Nove poesie
di Giorgio Ghiotti
La borghesia a perso
ho letto sul muro
di una sperduta stazione
cremasca. Futuro
che con occhio diverso
ci osservi, da lontano
viene l’amore, dalla mano
del ragazzo che ha mancato
un verbo, caduto in errore,
è la prova che abbiamo
tutti perso.
*
Per Amelia Rosselli
Se non è perdersi questo andare nella notte
da muro a muro di cucina, il sonno che perdesti
è un colpo a vuoto in questa casa china
su un burrone. C’è chi entra nel bosco
con la leggerezza luttuosa della libellula
e sul cuscino affonda il capo con l’occhio
fisso al villaggio vicino, raggiungerlo
senza meta precisa ma come nel sogno per avere
una via da seguire.

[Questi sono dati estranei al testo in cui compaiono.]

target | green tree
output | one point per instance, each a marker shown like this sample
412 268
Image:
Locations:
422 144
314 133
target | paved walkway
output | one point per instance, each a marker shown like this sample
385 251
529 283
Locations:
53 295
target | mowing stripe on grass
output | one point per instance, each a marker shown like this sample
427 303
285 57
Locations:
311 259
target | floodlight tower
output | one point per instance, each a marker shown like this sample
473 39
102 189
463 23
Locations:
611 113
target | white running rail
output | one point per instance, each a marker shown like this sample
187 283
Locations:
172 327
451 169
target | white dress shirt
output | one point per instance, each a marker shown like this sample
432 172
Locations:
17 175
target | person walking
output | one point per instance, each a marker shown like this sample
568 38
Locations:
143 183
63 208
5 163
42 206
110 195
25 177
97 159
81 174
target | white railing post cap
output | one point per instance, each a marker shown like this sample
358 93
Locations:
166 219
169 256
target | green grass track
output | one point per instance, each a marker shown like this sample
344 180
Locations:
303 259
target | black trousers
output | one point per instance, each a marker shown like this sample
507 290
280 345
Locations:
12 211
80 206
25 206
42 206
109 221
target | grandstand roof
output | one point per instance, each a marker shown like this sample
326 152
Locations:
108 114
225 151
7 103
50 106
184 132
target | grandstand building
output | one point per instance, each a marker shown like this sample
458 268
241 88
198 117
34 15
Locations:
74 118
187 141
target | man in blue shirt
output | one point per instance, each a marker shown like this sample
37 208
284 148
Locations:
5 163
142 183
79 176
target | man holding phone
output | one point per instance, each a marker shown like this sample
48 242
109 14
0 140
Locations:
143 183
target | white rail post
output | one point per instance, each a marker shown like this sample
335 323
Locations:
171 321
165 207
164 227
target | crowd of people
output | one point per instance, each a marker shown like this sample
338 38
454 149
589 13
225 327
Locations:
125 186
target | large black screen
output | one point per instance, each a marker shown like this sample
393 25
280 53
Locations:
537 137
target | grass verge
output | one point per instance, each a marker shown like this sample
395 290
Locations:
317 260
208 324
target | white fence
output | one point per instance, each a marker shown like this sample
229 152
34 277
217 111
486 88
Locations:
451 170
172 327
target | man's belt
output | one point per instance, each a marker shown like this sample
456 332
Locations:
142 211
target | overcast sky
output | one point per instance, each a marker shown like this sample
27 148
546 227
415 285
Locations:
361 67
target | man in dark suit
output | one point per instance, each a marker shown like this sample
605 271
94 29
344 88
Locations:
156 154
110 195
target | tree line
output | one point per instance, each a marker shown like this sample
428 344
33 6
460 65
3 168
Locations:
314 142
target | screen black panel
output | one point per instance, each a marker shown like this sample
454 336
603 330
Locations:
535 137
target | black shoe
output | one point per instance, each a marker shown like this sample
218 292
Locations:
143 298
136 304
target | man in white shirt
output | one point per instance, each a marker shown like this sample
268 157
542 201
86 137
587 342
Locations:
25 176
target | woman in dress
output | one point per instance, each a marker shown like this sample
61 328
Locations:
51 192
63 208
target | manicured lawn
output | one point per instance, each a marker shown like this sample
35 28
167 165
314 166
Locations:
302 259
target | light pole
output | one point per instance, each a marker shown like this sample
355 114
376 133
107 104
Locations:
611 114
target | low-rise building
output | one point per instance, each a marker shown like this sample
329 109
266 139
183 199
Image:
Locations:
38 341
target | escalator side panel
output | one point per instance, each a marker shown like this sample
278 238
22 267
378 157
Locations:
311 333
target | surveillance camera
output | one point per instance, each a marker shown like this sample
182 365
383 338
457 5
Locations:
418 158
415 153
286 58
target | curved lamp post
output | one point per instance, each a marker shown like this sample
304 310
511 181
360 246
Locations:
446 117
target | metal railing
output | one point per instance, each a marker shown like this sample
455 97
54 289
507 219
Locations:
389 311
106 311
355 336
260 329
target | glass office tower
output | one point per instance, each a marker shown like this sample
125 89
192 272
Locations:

Il piede inciampa,
la memoria manca da anni l’appuntamento
con l’incubo, eppure è sempre lì la spia
del reale, la parola rotta che frana
un volo d’angelo verso la luce, in verticale.
*
Se telefono per mentirti, delirando
non volertene a male.
Tu rispondi come a una chiamata
attesa da lungo tempo
e credi se ti dico: tutto bene
e poi ti addito le colpe dell’assenza.
Perdona ogni gesto tradito
ogni mancanza, ma sai
che ci sono forme da aggiungere,
muretti da sedere come tredicenni
pieni d’imbarazzo, di pudore.
Ogni menzogna è stata per me
la più alta confessione dell’amore,
le ginocchia sbucciate non valsero
allora la corsa.
*
L’atleta
Un bel ragazzo ogni mattina corre
sotto la tua finestra. Il cuore
che si arresta, la gioia più vicina.
E il giovane atleta che non sa…
Il mondo è come prima – eppure resta
il senso di una cosa andata persa
o il segno di qualcosa che verrà.
*
L’estate passata è finita
in notti di tiepidi abbracci,
sul letto il fanciullo rivede
nel sogno l’amato partire.
Non ha che i suoi morbidi lacci
non ha che il suo odore la vita.
*
Inventario di parole
per pozioni poco consuete.
Non fossi io
la ridicola tristezza
che in me alberga, non fossi tu
il corpo affatturato
di cui ho sete.
Dici: è finita.
La Parola trema.
In questa storia tu
sei la tagliola e io
la volpe scema che
ti addita.
*
Vivere a orecchio,
dicono alcuni. Con te
è il senso teso al sottobosco.
Mio lupo, io ti starei in pancia
sparando a quanti per ferita
o strappo della tua santa carne
volessero mai un giorno me
da te diviso. Da un amore così
non se ne esce vivi, le fiabe
sono tutte false.
*
Dopo tanta lettura sepolcrale
bisognava fare i conti con le ossa.
*
Da bambino chiudevo le porte
con tutti i paletti possibili per lasciare
l’ombra di fuori, il pericolo dentro. Eppure
passava da sotto col vento e io
inutilmente chiedevo per te
una sentenza mortale. Ora
lascio al di fuori del sogno
il tuo viso regale con paletti
doppi, doppie mandate e chiavistelli.
Non sapevo che come uno spettro
avresti passato le porte, vinto le sbarre
piegato la sorte per altra via laterale.
Ogni amore di profilo è perfetto.
Perfette.
Buona lettura. Poesie senz’altro migliori di quelle di Amelia Rosselli che non credevo di trovare tra i tuoi “modelli” letterari; pensavo fossi più vicino ai suoi contemporanei della linea c.d. antinovecentista, per la godibile musicalità dei testi e il ricorso a figure tradizionali e lontane dalla sperimentazione. Devo ancora leggere una bella poesia della Rosselli pur avendole comprate tutte. In compenso ho apprezzato le tue. Un saluto.